Some of the top salt shockers include:
Beef Noodle Soup (2,354 mg or 98% DV per ounce)
Ham and egg biscuit (1,989 mg or 83% DV per biscuit)
Whole wheat pancake mix (1,987mg 83% DV per cup)
Canned sweet peppers (1,917 mg or 80% DV per cup)
Soy Sauce (1,228 mg or 51% DV in one tablespoon)
Mini pretzels (1,029 mg in 10 mini rounds)
Frozen pepperoni pizza (902 mg in one slice)
Dill pickles (881 mg in one medium pickle)
Salted pumpkin seeds (711mg or 30% DV per ounce)
Cooked bacon (614mg or 25% DV in one ounce, 175 mg in one slice)
Canned peas (428 mg in 1/2 cup)
Bacon (303 mg per slice)
Remember salt can be hidden in ketchup, frozen dinners, and instant hot cereals. Other examples include salad dressings, mustard, meat tenderizer, cheeses, instant foods, pickles, canned vegetables and soups, salsa and barbecue sauce. Even common medications such as antacids, laxatives and cough remedies contain sodium compounds.
Package label terms to be aware of and check include:
Sodium free or salt free/Less than 5 milligrams of sodium per serving
Low sodium/140 milligrams or less of sodium per serving
Reduced or less sodium/At least 25% less sodium than the food’s standard serving
Light sodium/50% less sodium than the food’s standard serving
Unsalted or no salt added/No salt added during processing, but could contain natural sodium
Steps to Reduce Your Sodium
- Get rid of or limit your use of the salt shaker. Try a shaker with smaller holes.
- Substitute salt seasoning with other flavorings, such as onion, garlic, lemon, vinegar, black pepper, or parsley.
- Choose fresh, frozen or canned vegetables without added salt.
- Cook fresh or frozen fish, poultry and meat more often than canned or processed forms.
- Compare the amounts of sodium in various brands of frozen dinners, packaged mixes, cereals, cheese, breads, salad dressings, soups and sauces. Sodium content varies widely among different brands.

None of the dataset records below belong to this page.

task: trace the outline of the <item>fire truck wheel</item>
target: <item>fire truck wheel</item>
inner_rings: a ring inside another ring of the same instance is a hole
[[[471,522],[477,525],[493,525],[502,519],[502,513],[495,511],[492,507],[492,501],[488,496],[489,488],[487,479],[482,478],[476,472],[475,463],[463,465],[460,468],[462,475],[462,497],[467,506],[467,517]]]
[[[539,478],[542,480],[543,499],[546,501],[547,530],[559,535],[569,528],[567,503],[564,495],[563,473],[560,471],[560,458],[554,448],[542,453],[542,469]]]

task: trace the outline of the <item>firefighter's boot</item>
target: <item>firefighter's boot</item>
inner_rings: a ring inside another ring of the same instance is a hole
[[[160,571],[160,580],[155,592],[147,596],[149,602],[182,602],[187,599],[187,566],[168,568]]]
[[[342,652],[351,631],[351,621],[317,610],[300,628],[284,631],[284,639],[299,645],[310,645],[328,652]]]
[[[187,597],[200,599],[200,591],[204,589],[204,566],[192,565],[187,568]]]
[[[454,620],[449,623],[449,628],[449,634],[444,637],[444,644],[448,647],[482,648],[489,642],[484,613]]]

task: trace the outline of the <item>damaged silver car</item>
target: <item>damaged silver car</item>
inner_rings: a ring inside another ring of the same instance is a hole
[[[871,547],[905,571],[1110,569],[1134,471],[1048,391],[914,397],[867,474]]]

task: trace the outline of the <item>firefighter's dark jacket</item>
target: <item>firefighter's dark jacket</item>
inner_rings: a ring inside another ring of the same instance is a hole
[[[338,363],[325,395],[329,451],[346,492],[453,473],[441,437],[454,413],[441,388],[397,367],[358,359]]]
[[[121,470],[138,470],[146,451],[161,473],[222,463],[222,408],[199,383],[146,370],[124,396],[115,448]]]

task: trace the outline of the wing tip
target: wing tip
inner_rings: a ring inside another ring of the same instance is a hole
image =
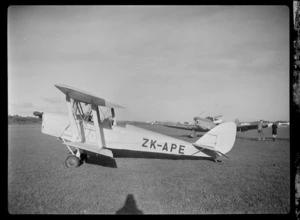
[[[98,97],[97,95],[95,94],[91,94],[87,91],[84,91],[84,90],[81,90],[81,89],[78,89],[78,88],[75,88],[75,87],[72,87],[72,86],[68,86],[68,85],[65,85],[65,84],[54,84],[54,86],[56,88],[58,88],[60,91],[62,91],[63,93],[66,93],[65,91],[68,91],[69,90],[74,90],[74,91],[77,91],[77,92],[80,92],[82,94],[85,94],[85,95],[88,95],[88,96],[91,96],[91,97],[95,97],[95,98],[98,98],[98,99],[102,99],[100,97]],[[64,89],[65,88],[65,89]],[[67,89],[67,90],[66,90]],[[109,108],[122,108],[122,109],[125,109],[125,107],[119,105],[119,104],[115,104],[115,103],[112,103],[112,102],[109,102],[109,101],[106,101],[105,99],[102,99],[104,100],[105,104],[104,104],[104,107],[109,107]],[[99,105],[99,106],[102,106],[102,105]]]

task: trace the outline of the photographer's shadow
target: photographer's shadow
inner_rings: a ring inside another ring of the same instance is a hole
[[[135,199],[132,194],[129,194],[126,198],[124,206],[116,212],[117,215],[131,214],[141,215],[143,212],[138,209]]]

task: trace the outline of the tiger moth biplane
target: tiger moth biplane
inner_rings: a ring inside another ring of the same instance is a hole
[[[71,155],[66,158],[66,166],[77,167],[86,152],[113,158],[114,150],[161,153],[169,155],[209,157],[217,161],[225,156],[235,142],[236,124],[222,123],[195,143],[166,136],[130,124],[118,126],[115,109],[124,108],[108,102],[88,92],[66,86],[55,85],[65,94],[68,117],[53,113],[37,113],[42,118],[41,131],[62,140]],[[111,115],[106,117],[100,107],[105,107]],[[102,114],[100,114],[102,113]],[[100,117],[102,115],[102,117]]]

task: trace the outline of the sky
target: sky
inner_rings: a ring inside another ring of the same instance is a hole
[[[54,85],[117,120],[289,120],[286,6],[10,6],[8,114],[67,113]]]

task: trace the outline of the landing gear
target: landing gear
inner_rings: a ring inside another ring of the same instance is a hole
[[[66,159],[66,166],[68,168],[76,168],[80,164],[80,159],[76,157],[75,155],[70,155]]]
[[[70,148],[70,146],[67,144],[67,142],[64,139],[62,139],[62,141],[64,142],[64,144],[67,145],[67,148],[69,149],[69,151],[71,153],[71,155],[69,155],[66,158],[66,161],[65,161],[66,167],[76,168],[82,163],[83,160],[86,161],[86,158],[84,157],[84,155],[82,155],[80,153],[80,150],[77,147],[74,147],[75,150],[73,150]]]

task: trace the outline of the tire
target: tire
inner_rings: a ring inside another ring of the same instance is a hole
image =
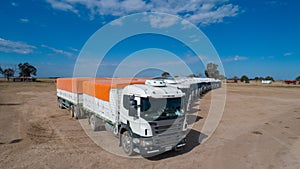
[[[73,106],[73,118],[75,119],[75,120],[77,120],[77,119],[79,119],[79,109],[78,109],[78,107],[77,106]]]
[[[123,151],[128,155],[133,155],[132,137],[129,131],[125,131],[121,137]]]
[[[70,106],[70,115],[72,118],[74,117],[74,105]]]
[[[93,131],[97,131],[97,123],[96,123],[96,116],[94,114],[91,115],[89,121]]]
[[[89,125],[91,125],[91,116],[92,115],[89,113],[88,118],[87,118]]]
[[[60,108],[60,109],[63,109],[63,108],[64,108],[62,99],[60,99],[60,98],[57,99],[57,106],[58,106],[58,108]]]

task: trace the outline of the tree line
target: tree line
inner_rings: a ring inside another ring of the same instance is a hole
[[[0,67],[0,73],[3,75],[4,78],[9,78],[14,77],[15,72],[19,70],[19,77],[31,77],[32,75],[36,76],[37,69],[29,64],[28,62],[25,63],[19,63],[18,68],[6,68],[2,69]]]
[[[224,75],[220,74],[219,70],[218,70],[218,65],[214,64],[214,63],[208,63],[206,65],[206,69],[204,71],[204,74],[206,77],[208,78],[215,78],[215,79],[220,79],[220,80],[224,80],[227,79]],[[163,72],[161,74],[162,77],[168,77],[170,76],[170,73],[168,72]],[[201,77],[202,75],[199,74],[198,76],[195,74],[191,74],[188,75],[188,77]],[[176,77],[176,76],[175,76]],[[271,80],[274,81],[274,78],[271,76],[266,76],[266,77],[255,77],[253,79],[250,79],[248,76],[243,75],[240,78],[238,78],[237,76],[234,76],[233,78],[230,78],[231,80],[240,80],[241,82],[245,82],[245,83],[249,83],[250,80],[256,80],[256,81],[261,81],[261,80]],[[296,81],[300,81],[300,76],[295,78]]]
[[[255,81],[261,81],[261,80],[271,80],[271,81],[275,81],[273,77],[271,76],[266,76],[266,77],[255,77],[253,79],[248,78],[248,76],[243,75],[240,78],[238,78],[237,76],[234,76],[233,78],[231,78],[232,80],[240,80],[241,82],[249,82],[250,80],[255,80]],[[296,77],[294,80],[296,81],[300,81],[300,76]]]
[[[218,65],[214,64],[214,63],[208,63],[206,65],[206,69],[204,71],[204,74],[206,77],[208,78],[215,78],[215,79],[220,79],[223,80],[225,79],[225,76],[220,74],[219,70],[218,70]],[[163,72],[161,74],[162,77],[170,77],[170,73],[169,72]],[[178,76],[174,76],[174,77],[178,77]],[[187,77],[202,77],[202,74],[199,73],[198,75],[196,74],[190,74]]]
[[[255,80],[255,81],[261,81],[261,80],[271,80],[271,81],[275,81],[273,77],[271,76],[266,76],[266,77],[255,77],[253,79],[250,79],[248,76],[243,75],[240,78],[238,78],[237,76],[234,76],[233,78],[231,78],[232,80],[240,80],[241,82],[245,82],[245,83],[249,83],[250,80]]]

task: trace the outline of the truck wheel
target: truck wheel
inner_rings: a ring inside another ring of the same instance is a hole
[[[133,155],[133,143],[132,143],[132,137],[129,133],[129,131],[125,131],[122,134],[122,147],[123,147],[123,151],[128,155],[131,156]]]
[[[70,106],[70,114],[71,114],[71,117],[74,117],[74,105]]]
[[[79,119],[79,110],[77,106],[73,106],[73,118],[75,120]]]
[[[60,109],[63,109],[63,108],[64,108],[62,99],[57,99],[57,106],[58,106],[58,108],[60,108]]]
[[[90,125],[93,131],[97,131],[97,124],[96,124],[96,116],[94,114],[90,117]]]

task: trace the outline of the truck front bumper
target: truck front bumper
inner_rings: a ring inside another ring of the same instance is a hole
[[[160,145],[143,145],[143,144],[135,144],[135,151],[144,157],[155,156],[170,150],[182,150],[186,145],[186,139],[182,139],[179,143],[175,143],[174,145],[160,146]]]

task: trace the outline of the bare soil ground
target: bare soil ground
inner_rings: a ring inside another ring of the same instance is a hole
[[[300,168],[300,88],[228,84],[219,127],[204,144],[199,132],[210,93],[181,152],[125,158],[106,152],[67,110],[55,83],[0,82],[0,168]]]

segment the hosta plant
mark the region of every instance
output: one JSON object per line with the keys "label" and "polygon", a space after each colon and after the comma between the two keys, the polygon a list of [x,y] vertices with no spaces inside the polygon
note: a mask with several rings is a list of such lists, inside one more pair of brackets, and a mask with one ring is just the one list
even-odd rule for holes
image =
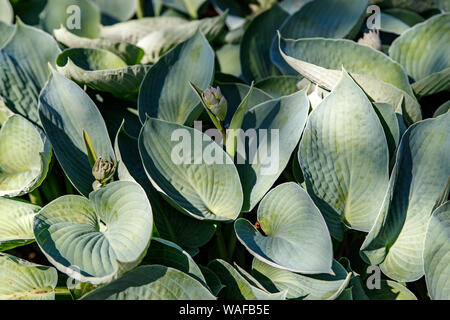
{"label": "hosta plant", "polygon": [[447,2],[25,2],[0,299],[450,299]]}

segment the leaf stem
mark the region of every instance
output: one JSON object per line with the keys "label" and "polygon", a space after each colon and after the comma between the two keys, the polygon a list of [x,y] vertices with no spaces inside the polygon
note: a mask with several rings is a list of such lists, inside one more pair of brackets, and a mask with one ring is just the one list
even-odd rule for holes
{"label": "leaf stem", "polygon": [[228,250],[225,245],[225,239],[222,234],[222,226],[220,224],[218,224],[216,228],[216,243],[220,259],[229,261]]}
{"label": "leaf stem", "polygon": [[42,201],[42,195],[38,188],[34,189],[32,192],[28,194],[30,198],[30,202],[37,206],[44,206],[44,202]]}

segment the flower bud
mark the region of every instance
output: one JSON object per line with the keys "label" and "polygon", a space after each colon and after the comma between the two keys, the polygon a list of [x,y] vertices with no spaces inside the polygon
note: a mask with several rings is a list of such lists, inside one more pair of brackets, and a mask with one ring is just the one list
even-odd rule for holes
{"label": "flower bud", "polygon": [[103,159],[102,157],[98,157],[92,167],[92,175],[95,180],[100,182],[109,180],[115,171],[116,165],[109,160]]}
{"label": "flower bud", "polygon": [[358,40],[359,44],[371,47],[375,50],[381,50],[381,40],[377,31],[370,30],[369,33],[364,33],[364,36]]}
{"label": "flower bud", "polygon": [[209,110],[220,120],[224,121],[227,115],[227,100],[222,95],[220,88],[209,87],[202,94],[203,101]]}

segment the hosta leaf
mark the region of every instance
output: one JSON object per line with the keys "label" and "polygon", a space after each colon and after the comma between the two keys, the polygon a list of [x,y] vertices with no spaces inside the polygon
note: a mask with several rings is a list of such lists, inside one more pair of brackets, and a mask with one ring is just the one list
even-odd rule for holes
{"label": "hosta leaf", "polygon": [[9,0],[14,14],[23,22],[36,26],[39,24],[39,15],[44,10],[47,0]]}
{"label": "hosta leaf", "polygon": [[238,44],[226,44],[216,50],[216,57],[220,72],[240,77],[242,74],[239,52],[241,46]]}
{"label": "hosta leaf", "polygon": [[198,10],[206,0],[161,0],[162,3],[170,8],[177,9],[187,13],[191,18],[197,19]]}
{"label": "hosta leaf", "polygon": [[[384,53],[351,40],[280,38],[280,50],[286,56],[322,68],[341,70],[343,66],[351,73],[376,78],[413,94],[401,65]],[[330,52],[334,54],[330,55]]]}
{"label": "hosta leaf", "polygon": [[179,17],[152,17],[129,20],[113,24],[112,26],[102,27],[100,38],[136,44],[152,32],[184,25],[188,22],[188,20]]}
{"label": "hosta leaf", "polygon": [[[388,103],[374,103],[375,112],[383,126],[384,134],[389,148],[389,158],[395,156],[400,143],[400,125],[394,108]],[[400,119],[401,120],[401,119]]]}
{"label": "hosta leaf", "polygon": [[388,192],[361,256],[397,281],[423,276],[424,238],[450,176],[450,114],[411,126],[403,135]]}
{"label": "hosta leaf", "polygon": [[139,151],[154,187],[182,212],[216,221],[232,221],[239,215],[243,195],[238,172],[209,136],[147,118]]}
{"label": "hosta leaf", "polygon": [[50,33],[63,25],[81,37],[100,34],[100,10],[90,0],[47,0],[40,17],[42,28]]}
{"label": "hosta leaf", "polygon": [[280,74],[272,64],[269,52],[276,31],[288,16],[289,14],[279,5],[274,5],[253,19],[245,30],[240,59],[242,74],[247,82]]}
{"label": "hosta leaf", "polygon": [[299,91],[297,87],[299,81],[300,78],[297,76],[273,76],[258,81],[255,87],[276,99]]}
{"label": "hosta leaf", "polygon": [[145,51],[142,63],[158,61],[169,49],[193,37],[196,32],[203,33],[208,41],[214,40],[225,26],[225,17],[226,13],[150,32],[136,44]]}
{"label": "hosta leaf", "polygon": [[214,296],[218,296],[220,291],[225,288],[225,286],[220,282],[219,277],[209,268],[199,265],[200,270],[203,273],[206,283]]}
{"label": "hosta leaf", "polygon": [[447,102],[444,102],[439,106],[439,108],[436,109],[436,111],[433,114],[433,118],[437,118],[442,114],[445,114],[450,110],[450,100]]}
{"label": "hosta leaf", "polygon": [[17,21],[0,50],[0,96],[11,111],[39,124],[38,96],[50,74],[47,64],[54,65],[60,52],[50,35]]}
{"label": "hosta leaf", "polygon": [[255,258],[276,268],[306,274],[331,273],[333,249],[325,221],[305,190],[284,183],[258,207],[262,234],[238,219],[236,235]]}
{"label": "hosta leaf", "polygon": [[450,299],[450,202],[431,215],[423,251],[425,279],[434,300]]}
{"label": "hosta leaf", "polygon": [[39,97],[39,115],[58,162],[75,188],[87,196],[95,179],[83,130],[89,135],[98,157],[115,161],[100,112],[80,87],[53,70]]}
{"label": "hosta leaf", "polygon": [[152,209],[134,182],[66,195],[41,209],[34,235],[56,268],[81,282],[109,282],[139,264],[152,232]]}
{"label": "hosta leaf", "polygon": [[0,251],[34,241],[33,217],[39,209],[30,203],[0,198]]}
{"label": "hosta leaf", "polygon": [[450,67],[414,82],[411,87],[419,99],[441,91],[450,91]]}
{"label": "hosta leaf", "polygon": [[144,56],[144,50],[131,43],[79,37],[72,32],[69,32],[64,27],[54,30],[53,35],[58,42],[66,47],[108,50],[116,54],[129,65],[141,62],[142,57]]}
{"label": "hosta leaf", "polygon": [[173,242],[153,238],[150,247],[148,248],[148,253],[142,260],[142,263],[160,264],[166,267],[175,268],[200,281],[205,287],[207,286],[205,277],[194,259],[192,259],[189,253]]}
{"label": "hosta leaf", "polygon": [[0,21],[0,48],[12,37],[14,26]]}
{"label": "hosta leaf", "polygon": [[[258,286],[252,285],[242,274],[229,263],[217,259],[208,264],[225,288],[220,292],[220,297],[225,300],[285,300],[286,291],[269,293]],[[259,285],[261,286],[261,285]]]}
{"label": "hosta leaf", "polygon": [[244,191],[242,211],[251,211],[287,166],[308,110],[306,92],[301,91],[263,102],[245,114],[235,160]]}
{"label": "hosta leaf", "polygon": [[14,12],[9,0],[0,0],[0,22],[12,23]]}
{"label": "hosta leaf", "polygon": [[[284,21],[280,33],[286,39],[311,37],[351,39],[362,25],[368,3],[368,0],[308,2]],[[272,41],[270,58],[284,74],[296,74],[281,57],[277,37]]]}
{"label": "hosta leaf", "polygon": [[342,223],[369,231],[388,185],[389,151],[369,99],[345,71],[311,112],[298,157],[331,234],[340,239]]}
{"label": "hosta leaf", "polygon": [[137,138],[121,128],[115,141],[119,179],[137,181],[146,190],[159,235],[183,248],[205,245],[214,235],[215,226],[178,212],[159,195],[145,173]]}
{"label": "hosta leaf", "polygon": [[404,32],[389,48],[389,55],[414,80],[450,68],[450,13],[436,15]]}
{"label": "hosta leaf", "polygon": [[[280,51],[283,59],[311,82],[330,91],[338,84],[341,77],[340,71],[329,70],[289,56],[281,49]],[[352,77],[373,101],[396,106],[396,111],[403,115],[407,123],[422,120],[422,111],[419,103],[407,92],[371,76],[352,74]]]}
{"label": "hosta leaf", "polygon": [[289,14],[294,14],[300,10],[301,7],[311,1],[312,0],[283,0],[281,1],[280,6],[289,12]]}
{"label": "hosta leaf", "polygon": [[17,197],[47,176],[52,147],[43,132],[20,115],[0,129],[0,196]]}
{"label": "hosta leaf", "polygon": [[103,49],[73,48],[63,51],[56,67],[67,78],[119,98],[134,100],[150,66],[127,66],[125,61]]}
{"label": "hosta leaf", "polygon": [[365,294],[370,300],[417,300],[404,285],[392,280],[380,280],[380,289],[366,289]]}
{"label": "hosta leaf", "polygon": [[414,11],[408,10],[408,9],[388,8],[388,9],[383,10],[383,12],[403,21],[410,27],[412,27],[415,24],[425,21],[425,19],[420,14],[418,14]]}
{"label": "hosta leaf", "polygon": [[336,260],[333,261],[334,275],[320,274],[305,276],[272,267],[257,259],[253,260],[252,273],[270,292],[287,289],[288,299],[334,300],[347,287],[351,273]]}
{"label": "hosta leaf", "polygon": [[136,12],[136,1],[92,0],[102,13],[103,22],[126,21]]}
{"label": "hosta leaf", "polygon": [[394,34],[402,34],[405,30],[409,29],[409,25],[407,25],[402,20],[391,16],[390,14],[381,13],[381,31],[394,33]]}
{"label": "hosta leaf", "polygon": [[199,104],[189,82],[206,88],[214,73],[214,52],[197,32],[161,58],[146,74],[139,91],[141,122],[150,117],[184,124]]}
{"label": "hosta leaf", "polygon": [[215,300],[199,281],[173,268],[141,266],[83,300]]}
{"label": "hosta leaf", "polygon": [[0,253],[0,300],[54,300],[57,282],[55,268]]}
{"label": "hosta leaf", "polygon": [[242,27],[246,22],[245,16],[251,13],[248,6],[240,1],[211,0],[211,3],[217,12],[223,13],[228,10],[226,23],[230,30],[236,30]]}

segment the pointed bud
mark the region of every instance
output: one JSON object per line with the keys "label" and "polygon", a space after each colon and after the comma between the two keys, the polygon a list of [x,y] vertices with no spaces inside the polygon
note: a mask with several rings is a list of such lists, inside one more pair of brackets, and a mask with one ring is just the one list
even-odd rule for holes
{"label": "pointed bud", "polygon": [[370,30],[369,33],[364,33],[364,36],[358,40],[358,43],[375,50],[381,50],[381,40],[378,30]]}
{"label": "pointed bud", "polygon": [[92,175],[95,180],[100,182],[109,180],[115,171],[116,165],[109,160],[103,159],[102,157],[98,157],[92,167]]}
{"label": "pointed bud", "polygon": [[220,88],[209,87],[202,94],[203,102],[209,110],[220,120],[224,121],[227,116],[227,100],[222,95]]}

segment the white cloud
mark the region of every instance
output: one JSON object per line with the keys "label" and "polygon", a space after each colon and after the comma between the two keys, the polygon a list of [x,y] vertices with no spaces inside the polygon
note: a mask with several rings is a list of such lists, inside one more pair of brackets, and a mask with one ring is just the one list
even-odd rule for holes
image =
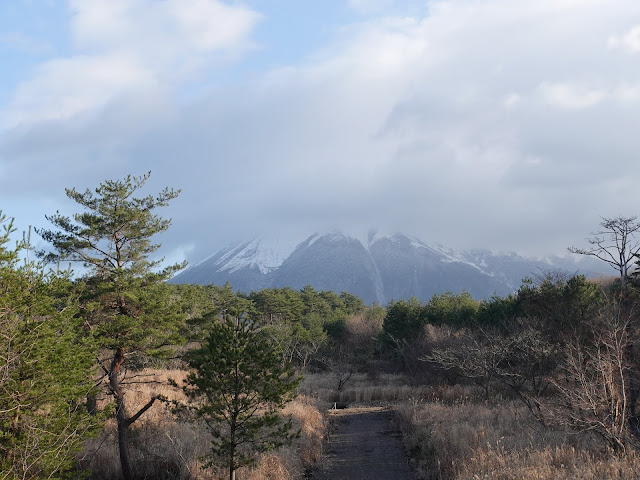
{"label": "white cloud", "polygon": [[260,18],[246,8],[210,0],[169,0],[167,10],[178,21],[179,33],[201,51],[246,47],[247,37]]}
{"label": "white cloud", "polygon": [[260,16],[219,0],[70,0],[77,48],[151,58],[247,47]]}
{"label": "white cloud", "polygon": [[610,37],[609,47],[623,48],[631,53],[640,52],[640,25],[631,28],[622,36]]}
{"label": "white cloud", "polygon": [[424,62],[427,48],[419,22],[411,18],[386,18],[363,24],[347,43],[326,52],[328,58],[303,66],[300,71],[306,72],[305,75],[352,77],[346,78],[347,81],[409,78]]}
{"label": "white cloud", "polygon": [[[4,152],[27,166],[9,165],[0,192],[90,186],[114,158],[118,172],[152,169],[154,185],[183,188],[163,243],[193,241],[190,260],[229,236],[323,225],[557,252],[598,215],[637,204],[632,188],[616,188],[640,177],[640,65],[607,49],[640,17],[635,0],[429,2],[421,15],[343,25],[304,62],[188,105],[163,87],[212,52],[249,48],[257,14],[226,7],[237,21],[220,14],[229,32],[208,36],[217,14],[196,3],[189,18],[171,10],[178,0],[87,4],[74,3],[77,56],[43,65],[13,105],[25,122],[56,108],[66,121],[7,136]],[[149,94],[144,107],[113,100],[132,89]],[[162,124],[148,107],[156,89],[173,108]],[[68,99],[64,109],[54,98]],[[90,122],[73,117],[96,105]],[[136,123],[146,129],[129,144],[102,148]],[[86,159],[73,180],[38,174]]]}
{"label": "white cloud", "polygon": [[502,105],[507,110],[512,110],[518,106],[518,104],[522,101],[522,98],[517,93],[510,93],[505,95],[502,99]]}
{"label": "white cloud", "polygon": [[259,15],[218,0],[70,0],[75,53],[49,60],[22,82],[5,128],[65,119],[118,96],[179,87],[216,53],[250,47]]}
{"label": "white cloud", "polygon": [[153,71],[125,54],[51,60],[18,87],[4,120],[19,125],[69,118],[103,107],[118,94],[153,89],[156,84]]}
{"label": "white cloud", "polygon": [[620,85],[616,89],[615,96],[620,102],[633,105],[640,101],[640,83]]}
{"label": "white cloud", "polygon": [[336,217],[351,211],[345,223],[378,218],[448,243],[562,250],[599,212],[634,201],[605,197],[612,164],[640,173],[640,118],[628,109],[640,70],[606,49],[640,4],[614,3],[442,1],[421,18],[354,25],[264,91],[291,116],[272,130],[288,141],[269,171],[295,159],[307,218],[319,197]]}
{"label": "white cloud", "polygon": [[607,96],[598,89],[577,87],[567,83],[543,83],[539,91],[549,105],[567,110],[581,110],[597,105]]}

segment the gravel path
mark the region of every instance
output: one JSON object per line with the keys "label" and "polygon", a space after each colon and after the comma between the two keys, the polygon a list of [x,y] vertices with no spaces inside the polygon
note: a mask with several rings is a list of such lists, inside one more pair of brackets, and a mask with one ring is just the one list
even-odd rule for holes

- Rinse canned beans and vegetables to remove added salt before cooking.
- Choose foods labeled “low sodium,” “reduced sodium” or “sodium free.”
- Know how much sodium is in your favorite condiments, especially soy sauce, steak sauce, ketchup and salsa. Limit your intake accordingly.
- Avoid foods with MSG (monosodium glutamate), particularly when dining out. You can ask to have your meal prepared without MSG.
- Try to limit your daily sodium intake to less than 2,300 milligrams.